Is Starch SOC 2 certified? We're cautious about connecting payroll data to external tools.
Starch is not currently SOC 2 Type II certified — that's an honest limit worth knowing before you connect payroll data. If your org's security policy requires SOC 2 Type II for any system that touches payroll, Starch isn't there yet. Worth asking your IT or legal team what threshold applies.
We don't have a 'recurring HR leadership sync' — it's more ad hoc. Does Meeting Notes still help?
Yes. Meeting Notes works for any call you add it to, not just scheduled recurring ones. If you have a one-off call with the CFO or a quick headcount check-in with the CEO, you can add the Starch bot to that specific meeting and get the same transcript, summary, and action-item extraction. The brief-drafting agent can then pull from those notes the same way.
Can Starch write the brief entirely on its own, or do I still have to edit it?
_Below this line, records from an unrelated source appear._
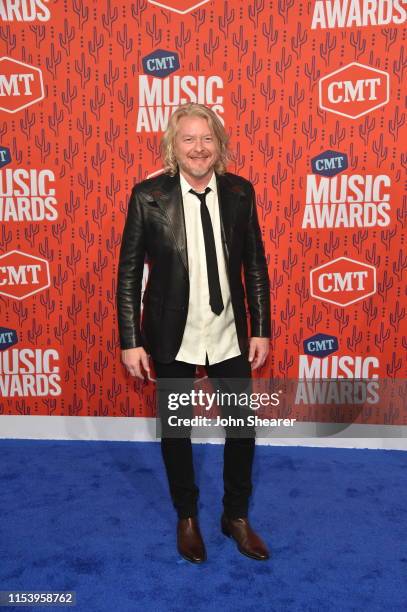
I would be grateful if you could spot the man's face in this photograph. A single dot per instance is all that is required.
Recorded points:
(196, 148)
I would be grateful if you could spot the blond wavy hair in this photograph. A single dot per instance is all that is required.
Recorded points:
(194, 110)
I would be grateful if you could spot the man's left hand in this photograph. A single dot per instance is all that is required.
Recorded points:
(258, 351)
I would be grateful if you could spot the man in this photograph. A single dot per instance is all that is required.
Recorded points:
(198, 226)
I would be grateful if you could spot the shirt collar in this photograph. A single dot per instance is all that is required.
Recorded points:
(185, 186)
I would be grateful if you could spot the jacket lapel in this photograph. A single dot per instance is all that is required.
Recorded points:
(228, 195)
(170, 202)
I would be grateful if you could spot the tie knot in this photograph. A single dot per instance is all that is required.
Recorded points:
(201, 196)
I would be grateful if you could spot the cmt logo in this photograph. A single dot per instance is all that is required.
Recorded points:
(8, 337)
(161, 63)
(22, 275)
(5, 156)
(20, 85)
(343, 281)
(354, 90)
(321, 345)
(329, 163)
(179, 6)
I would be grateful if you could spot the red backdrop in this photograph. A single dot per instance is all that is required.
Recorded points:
(312, 96)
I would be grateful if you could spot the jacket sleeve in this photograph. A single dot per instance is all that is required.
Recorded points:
(256, 275)
(130, 274)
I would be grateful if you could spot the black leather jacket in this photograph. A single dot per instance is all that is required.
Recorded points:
(155, 228)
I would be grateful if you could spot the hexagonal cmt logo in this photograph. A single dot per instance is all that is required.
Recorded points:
(22, 274)
(354, 90)
(179, 6)
(343, 281)
(20, 85)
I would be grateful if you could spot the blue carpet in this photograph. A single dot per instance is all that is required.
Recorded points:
(95, 518)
Starch drafts it — structure, data citations, recommendation language — but you should review before it goes to an exec. The data it pulls from Paylocity or ADP is accurate to the last sync, but the judgment call about how to frame a sensitive headcount decision is still yours. Think of it as getting to the 80% draft in 10 minutes instead of spending an hour getting to 60%.
What if the exec wants a slide deck instead of a written brief?
Presentation Agent — which builds polished slide decks from a text description — is currently in development. You can request beta access to get notified when it launches. In the meantime, the written brief from Starch gives you all the content organized; moving it into slides manually is faster when the structure and numbers are already done.